Press Review
And all of today's papers carry a photograph of US President George W. Bush giving a friendly hug to former Czech President Vaclav Havel, who was in Washington to accept the Presidential Medal of Freedom - the highest civilian award in the United States recognising exceptional meritorious service. In the domestic news, it is the threatened position of the Czech coalition government that makes the headlines.
PRAVO features an interview with Prime Minister and Social Democrat leader Vladimir Spidla. He says the government is stable, despite the paper pointing out that a party member had resigned from the Social Democrats' group in the Chamber of Deputies in protest at fiscal reform plans, possibly threatening the government's slim majority in parliament, and thereby the existence of the three- party coalition. Mr Spidla downplays this development, saying it was a plan that reacted to the current situation and would end up getting the support needed.
"Bus tragedy caused by bogus driver" writes MLADA FRONTA DNES, reporting on a shocking development in investigations of a fatal bus accident in the southern town of Ceske Budejovice in March. Nineteen people died and twenty-five were injured in an accident involving a driver who did not have the right to drive the vehicle. The paper says that the man had a license to drive buses but had not got the special permission required to drive tour buses. He had forged a taxi-license to make it look like it was also for tour buses. The police are now questioning the driver and his employer, who should have verified the license before allowing him to drive, the paper writes.
According to LIDOVE NOVINY even during the high season Czech tourists abroad could find themselves without arranged accommodation and a trip back home. Dozens of Czech travel agencies do not have an insurance policy and sixty of them will probably lose their licenses. According to the daily, the government is preparing a new law which will regulate their work, and therefore prevent further scandals with people abandoned on islands far away from home.
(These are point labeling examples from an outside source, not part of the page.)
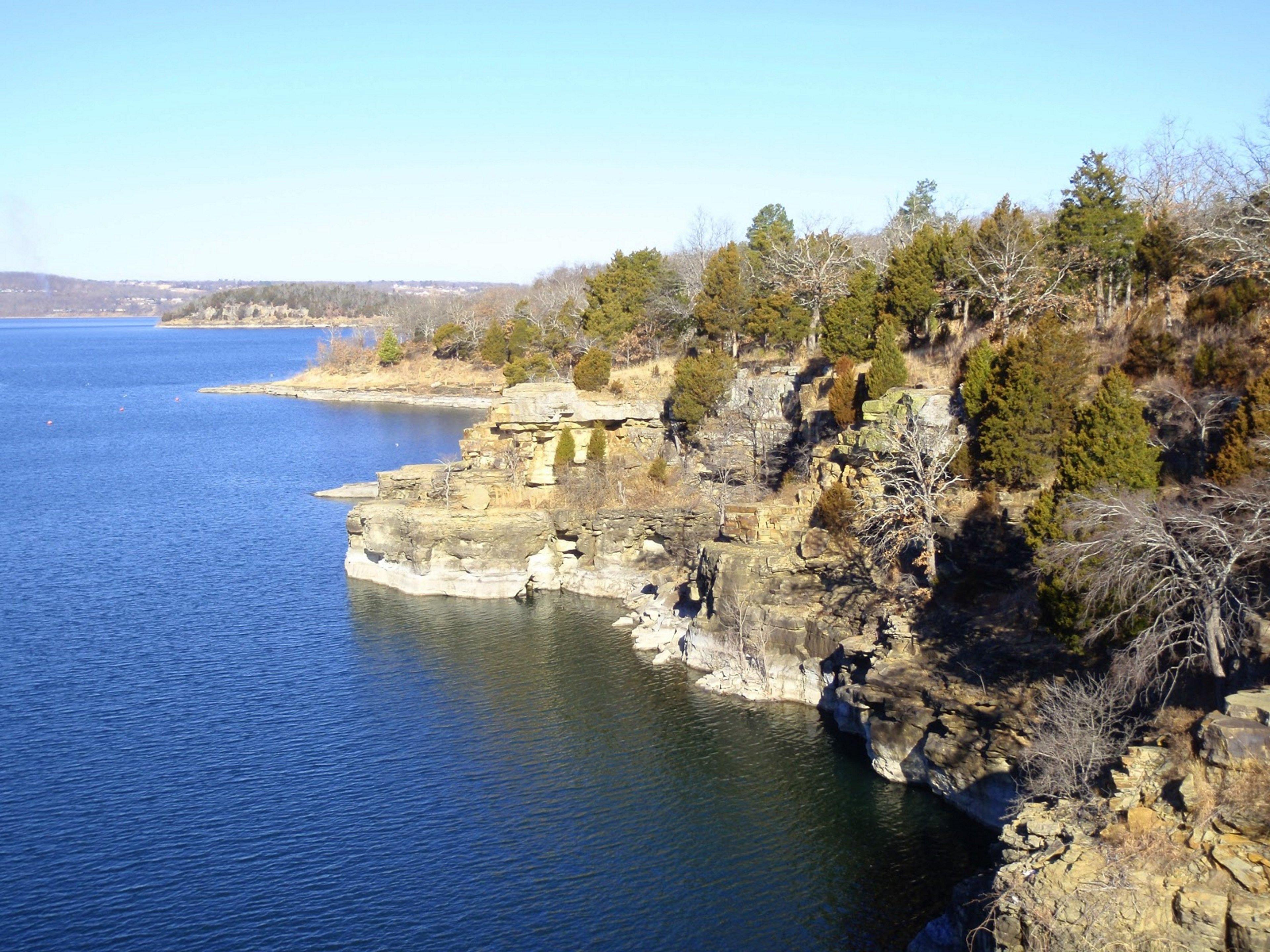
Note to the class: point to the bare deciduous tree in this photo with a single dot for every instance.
(815, 270)
(913, 468)
(1188, 419)
(1184, 567)
(1010, 267)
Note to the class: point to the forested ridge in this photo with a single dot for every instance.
(1109, 369)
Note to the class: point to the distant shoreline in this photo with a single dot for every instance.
(331, 395)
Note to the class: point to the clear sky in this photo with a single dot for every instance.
(489, 141)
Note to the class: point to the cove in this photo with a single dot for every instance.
(214, 740)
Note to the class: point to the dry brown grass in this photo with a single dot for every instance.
(644, 381)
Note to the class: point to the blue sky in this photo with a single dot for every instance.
(489, 141)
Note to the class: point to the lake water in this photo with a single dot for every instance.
(210, 739)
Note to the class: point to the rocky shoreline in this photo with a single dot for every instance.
(768, 605)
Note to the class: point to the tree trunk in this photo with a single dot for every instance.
(1213, 642)
(1100, 320)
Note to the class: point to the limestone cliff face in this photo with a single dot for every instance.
(762, 606)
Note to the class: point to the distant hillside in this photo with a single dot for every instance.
(31, 295)
(310, 302)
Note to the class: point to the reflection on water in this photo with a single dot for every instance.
(648, 809)
(210, 740)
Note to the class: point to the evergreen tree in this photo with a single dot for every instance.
(700, 384)
(842, 394)
(624, 295)
(978, 373)
(599, 444)
(1109, 444)
(592, 370)
(493, 346)
(778, 320)
(1038, 381)
(911, 294)
(566, 451)
(1098, 222)
(850, 323)
(724, 305)
(1240, 454)
(888, 369)
(521, 338)
(390, 349)
(770, 229)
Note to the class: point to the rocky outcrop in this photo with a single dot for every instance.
(1176, 857)
(517, 442)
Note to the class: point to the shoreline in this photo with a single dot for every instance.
(334, 395)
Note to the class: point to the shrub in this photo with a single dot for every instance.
(566, 450)
(842, 394)
(521, 338)
(1032, 402)
(700, 384)
(493, 346)
(390, 349)
(592, 370)
(599, 444)
(888, 369)
(1150, 353)
(836, 508)
(1225, 369)
(528, 369)
(851, 322)
(1227, 305)
(1245, 429)
(449, 341)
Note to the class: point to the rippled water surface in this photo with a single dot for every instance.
(211, 740)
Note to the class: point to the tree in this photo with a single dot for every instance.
(493, 346)
(913, 468)
(1032, 402)
(771, 229)
(597, 445)
(625, 296)
(1246, 431)
(777, 320)
(521, 338)
(1098, 228)
(842, 394)
(851, 322)
(592, 370)
(888, 369)
(1109, 444)
(911, 291)
(724, 305)
(566, 450)
(390, 351)
(700, 384)
(1163, 253)
(1180, 575)
(1006, 263)
(978, 374)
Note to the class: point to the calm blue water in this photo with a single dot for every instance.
(211, 740)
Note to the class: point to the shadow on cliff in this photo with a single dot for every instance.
(984, 619)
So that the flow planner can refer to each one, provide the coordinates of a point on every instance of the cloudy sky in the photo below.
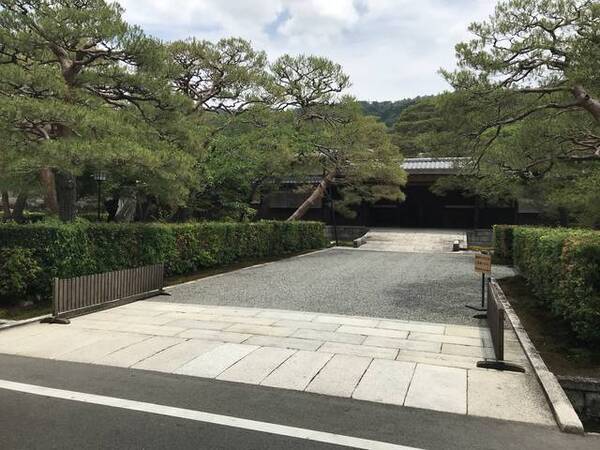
(391, 49)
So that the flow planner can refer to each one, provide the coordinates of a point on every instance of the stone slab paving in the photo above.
(414, 364)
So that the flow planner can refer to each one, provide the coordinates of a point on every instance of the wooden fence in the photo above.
(74, 296)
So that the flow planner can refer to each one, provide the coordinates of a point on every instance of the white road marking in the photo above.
(201, 416)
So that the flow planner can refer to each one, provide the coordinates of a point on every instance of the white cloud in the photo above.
(390, 48)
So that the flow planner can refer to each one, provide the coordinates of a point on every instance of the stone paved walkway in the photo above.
(415, 364)
(412, 240)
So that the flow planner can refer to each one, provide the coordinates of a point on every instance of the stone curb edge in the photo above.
(311, 252)
(564, 413)
(360, 241)
(18, 323)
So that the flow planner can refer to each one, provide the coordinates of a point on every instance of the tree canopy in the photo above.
(526, 108)
(189, 128)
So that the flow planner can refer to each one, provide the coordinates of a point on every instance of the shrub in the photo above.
(18, 272)
(563, 268)
(81, 248)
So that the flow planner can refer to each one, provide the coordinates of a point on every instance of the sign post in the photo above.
(483, 265)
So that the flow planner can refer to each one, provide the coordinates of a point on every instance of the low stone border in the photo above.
(18, 323)
(584, 394)
(564, 413)
(360, 241)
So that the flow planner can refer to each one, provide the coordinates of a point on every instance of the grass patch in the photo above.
(561, 350)
(16, 312)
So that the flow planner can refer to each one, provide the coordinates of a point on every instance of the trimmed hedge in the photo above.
(69, 250)
(563, 268)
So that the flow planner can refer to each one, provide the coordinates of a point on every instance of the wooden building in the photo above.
(422, 208)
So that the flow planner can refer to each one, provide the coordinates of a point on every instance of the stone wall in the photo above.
(584, 394)
(480, 238)
(345, 232)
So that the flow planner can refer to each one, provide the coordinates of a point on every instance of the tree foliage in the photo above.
(189, 128)
(525, 107)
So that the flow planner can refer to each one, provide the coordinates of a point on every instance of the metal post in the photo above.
(482, 290)
(99, 197)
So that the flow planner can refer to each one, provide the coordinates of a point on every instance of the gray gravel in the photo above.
(409, 286)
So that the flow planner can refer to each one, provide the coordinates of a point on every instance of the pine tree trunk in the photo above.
(127, 206)
(314, 197)
(19, 208)
(6, 205)
(47, 180)
(66, 190)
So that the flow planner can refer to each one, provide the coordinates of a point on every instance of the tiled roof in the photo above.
(434, 165)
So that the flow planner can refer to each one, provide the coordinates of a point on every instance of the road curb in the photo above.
(360, 241)
(564, 413)
(18, 323)
(217, 275)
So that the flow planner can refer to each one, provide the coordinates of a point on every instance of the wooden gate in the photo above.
(74, 296)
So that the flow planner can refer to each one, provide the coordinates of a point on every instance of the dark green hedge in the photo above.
(68, 250)
(563, 267)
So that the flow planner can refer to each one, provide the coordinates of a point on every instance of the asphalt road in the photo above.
(37, 422)
(431, 287)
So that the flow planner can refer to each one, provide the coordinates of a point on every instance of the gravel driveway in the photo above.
(410, 286)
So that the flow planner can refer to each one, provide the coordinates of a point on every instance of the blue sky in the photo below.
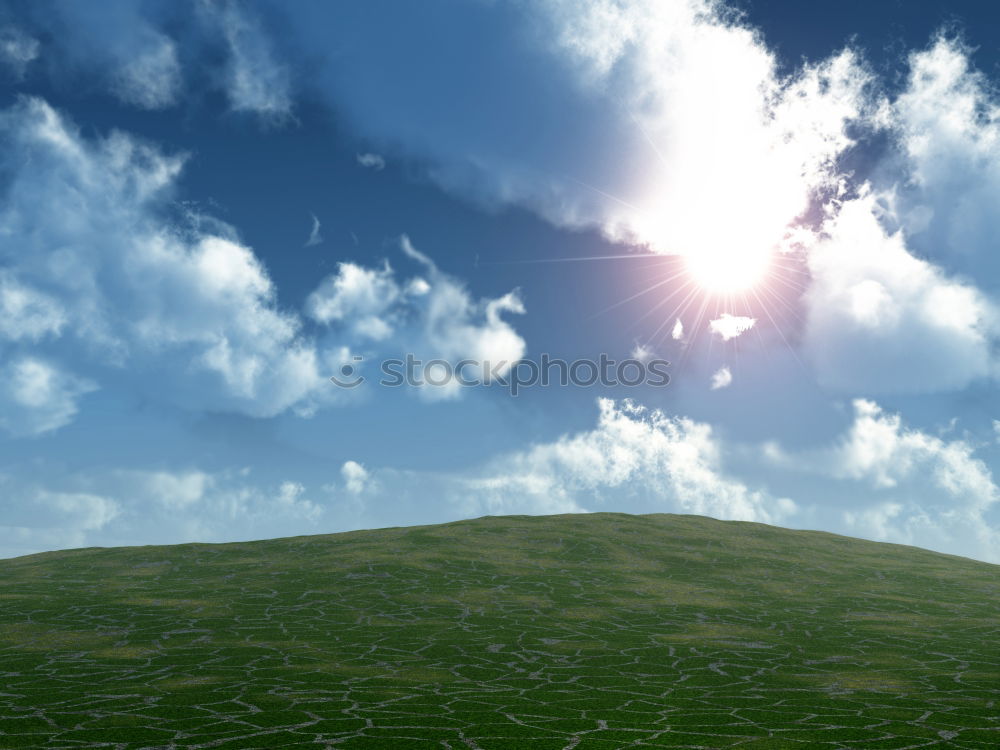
(208, 208)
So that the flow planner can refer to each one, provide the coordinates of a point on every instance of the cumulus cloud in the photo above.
(875, 311)
(81, 221)
(356, 477)
(150, 77)
(364, 297)
(100, 268)
(721, 378)
(634, 458)
(925, 490)
(620, 94)
(431, 316)
(730, 326)
(37, 397)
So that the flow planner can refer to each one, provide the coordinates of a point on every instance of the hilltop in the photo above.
(579, 631)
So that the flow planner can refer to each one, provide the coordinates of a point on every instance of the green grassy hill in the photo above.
(584, 631)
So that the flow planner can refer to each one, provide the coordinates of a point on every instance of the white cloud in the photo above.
(642, 353)
(172, 490)
(721, 378)
(356, 477)
(315, 237)
(372, 161)
(36, 397)
(17, 50)
(660, 463)
(875, 311)
(926, 490)
(620, 94)
(365, 297)
(730, 326)
(87, 512)
(256, 80)
(149, 77)
(123, 286)
(26, 313)
(435, 317)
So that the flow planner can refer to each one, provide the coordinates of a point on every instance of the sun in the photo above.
(728, 270)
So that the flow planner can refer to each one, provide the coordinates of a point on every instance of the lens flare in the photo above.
(728, 270)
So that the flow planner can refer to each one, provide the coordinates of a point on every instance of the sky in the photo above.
(209, 209)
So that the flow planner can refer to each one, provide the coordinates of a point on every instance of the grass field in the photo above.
(583, 631)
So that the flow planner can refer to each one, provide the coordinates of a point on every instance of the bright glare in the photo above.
(728, 270)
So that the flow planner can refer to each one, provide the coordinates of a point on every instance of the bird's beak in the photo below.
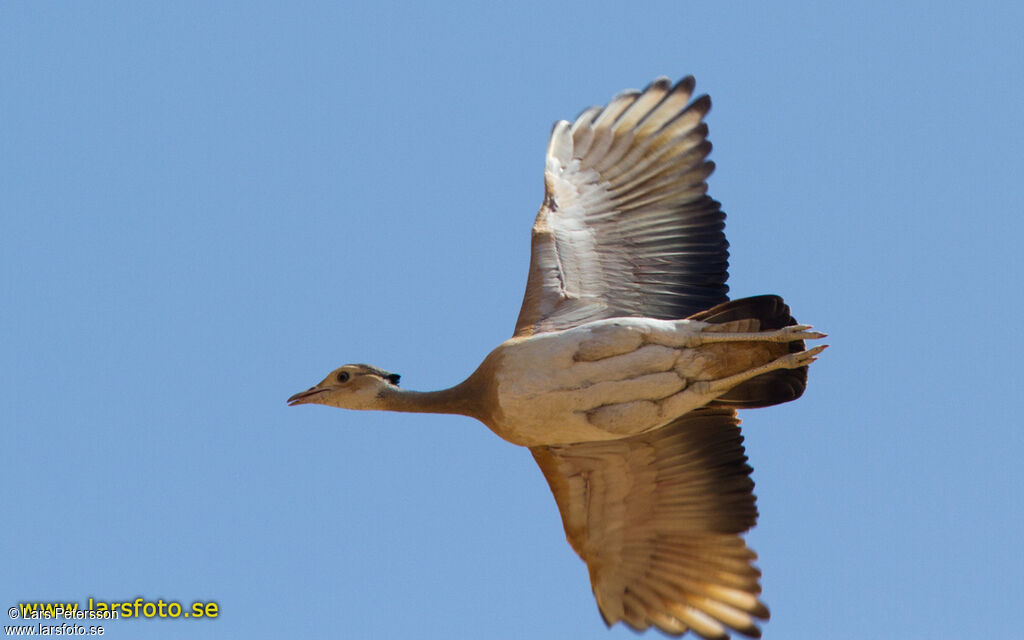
(304, 397)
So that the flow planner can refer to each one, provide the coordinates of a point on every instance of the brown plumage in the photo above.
(626, 368)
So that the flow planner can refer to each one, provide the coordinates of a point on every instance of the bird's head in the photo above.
(351, 386)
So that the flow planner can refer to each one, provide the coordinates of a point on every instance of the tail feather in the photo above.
(768, 312)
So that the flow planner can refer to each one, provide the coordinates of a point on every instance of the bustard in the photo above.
(627, 367)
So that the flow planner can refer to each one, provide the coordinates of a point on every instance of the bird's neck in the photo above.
(457, 399)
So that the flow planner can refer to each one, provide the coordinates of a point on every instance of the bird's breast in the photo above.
(599, 381)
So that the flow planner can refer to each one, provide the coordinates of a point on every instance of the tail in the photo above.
(759, 313)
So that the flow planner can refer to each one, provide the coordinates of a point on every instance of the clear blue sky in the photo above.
(206, 207)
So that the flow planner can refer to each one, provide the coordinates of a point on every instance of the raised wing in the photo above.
(626, 228)
(657, 519)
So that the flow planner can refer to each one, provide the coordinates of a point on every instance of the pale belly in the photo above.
(604, 380)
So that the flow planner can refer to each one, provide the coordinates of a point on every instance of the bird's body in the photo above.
(627, 366)
(606, 379)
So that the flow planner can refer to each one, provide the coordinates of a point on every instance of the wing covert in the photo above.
(657, 518)
(627, 228)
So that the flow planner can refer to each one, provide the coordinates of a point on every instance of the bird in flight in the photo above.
(627, 366)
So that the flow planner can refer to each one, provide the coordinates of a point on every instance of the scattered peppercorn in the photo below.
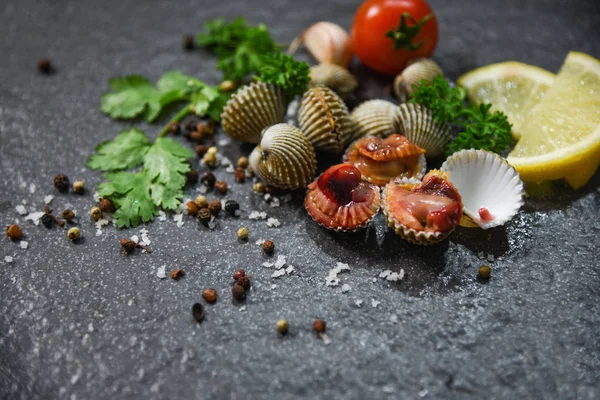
(192, 208)
(198, 312)
(268, 246)
(243, 233)
(177, 273)
(209, 295)
(96, 213)
(74, 234)
(68, 215)
(61, 182)
(78, 187)
(215, 207)
(227, 86)
(240, 273)
(258, 187)
(201, 150)
(231, 206)
(319, 326)
(243, 162)
(191, 177)
(204, 215)
(485, 272)
(14, 232)
(44, 65)
(240, 175)
(221, 186)
(188, 42)
(238, 293)
(129, 245)
(106, 205)
(282, 326)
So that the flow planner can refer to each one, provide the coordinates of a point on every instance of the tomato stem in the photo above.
(404, 34)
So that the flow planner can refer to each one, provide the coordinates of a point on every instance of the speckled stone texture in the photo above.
(82, 321)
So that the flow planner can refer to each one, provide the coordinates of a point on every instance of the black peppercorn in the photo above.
(61, 182)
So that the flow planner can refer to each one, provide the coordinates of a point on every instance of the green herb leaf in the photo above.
(130, 193)
(124, 151)
(283, 70)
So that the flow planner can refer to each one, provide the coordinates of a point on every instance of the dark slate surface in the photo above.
(82, 321)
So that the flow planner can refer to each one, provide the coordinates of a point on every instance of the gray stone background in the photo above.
(83, 321)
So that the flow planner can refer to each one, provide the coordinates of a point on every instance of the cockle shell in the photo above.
(422, 212)
(252, 109)
(334, 77)
(340, 200)
(381, 160)
(416, 122)
(374, 118)
(486, 182)
(417, 70)
(324, 119)
(285, 158)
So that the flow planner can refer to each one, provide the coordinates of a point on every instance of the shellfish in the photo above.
(380, 160)
(491, 189)
(285, 158)
(334, 77)
(416, 122)
(324, 119)
(422, 212)
(252, 109)
(374, 118)
(418, 69)
(340, 200)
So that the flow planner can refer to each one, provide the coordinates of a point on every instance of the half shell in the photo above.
(418, 69)
(374, 118)
(285, 158)
(381, 160)
(486, 182)
(334, 77)
(340, 200)
(252, 109)
(324, 119)
(422, 212)
(416, 123)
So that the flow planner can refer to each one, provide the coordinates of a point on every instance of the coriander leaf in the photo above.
(482, 130)
(446, 102)
(130, 193)
(283, 70)
(165, 165)
(124, 151)
(131, 95)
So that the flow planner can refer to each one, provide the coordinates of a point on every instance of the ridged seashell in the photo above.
(285, 158)
(416, 123)
(422, 212)
(381, 160)
(340, 200)
(252, 109)
(374, 118)
(324, 119)
(419, 69)
(334, 77)
(486, 182)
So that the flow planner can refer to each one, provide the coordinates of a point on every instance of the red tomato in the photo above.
(377, 20)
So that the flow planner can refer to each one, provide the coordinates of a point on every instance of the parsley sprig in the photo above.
(481, 129)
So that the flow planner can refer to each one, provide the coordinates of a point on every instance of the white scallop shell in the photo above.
(416, 122)
(484, 179)
(334, 77)
(374, 118)
(285, 158)
(252, 109)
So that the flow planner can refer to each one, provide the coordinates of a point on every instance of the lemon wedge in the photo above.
(561, 135)
(511, 87)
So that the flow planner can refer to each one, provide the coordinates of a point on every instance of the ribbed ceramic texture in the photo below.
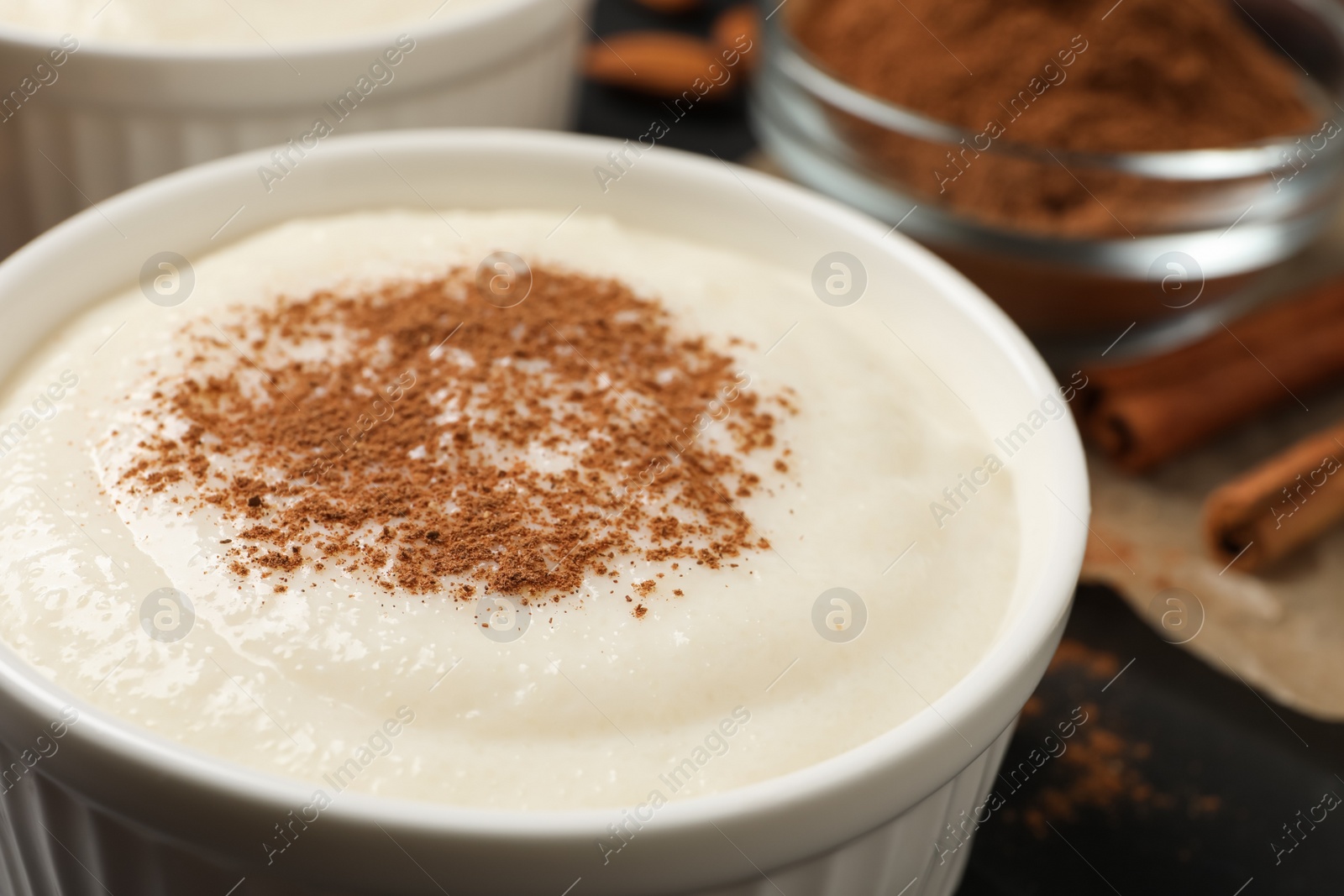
(64, 154)
(53, 842)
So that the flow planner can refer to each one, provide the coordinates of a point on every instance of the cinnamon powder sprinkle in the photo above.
(438, 443)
LIDOVE NOVINY also reports that Prague is becoming more similar to American and Western European cities in terms of the rising number of kids on the streets. The number of homeless children increases in the Czech capital during the summer, when institutions for children with special needs and children's homes are closed.
MLADA FRONTA DNES writes that Czech university students whom the savings bank, Ceska Sporitelna, promised a ten thousand crown reward each for outstanding report cards are planning to sue the bank for failing to keep its promise. The students, who are being supported by the Association for Consumer Protection, have launched a campaign to collect money to pay for a lawyer, the paper writes.
Floods still threaten Prague and the Czech Republic, writes LIDOVE NOVINY in its regular supplement Summer. During the next twenty years Czech Republic can expect frequent floods caused by climate changes and global warming, warns the daily.
And finally, HOSPODARSKE NOVINY, reports that the Good Soldier Svejk has got a sculpture in the Polish town of Sanok. The reason for the recognition of one of the most famous Czech figures of all time in this little town is a very simple one - in one of the stories in Jaroslav Hasek's book, Svejk accompanied lieutenant Dub on his way out of the local brothel.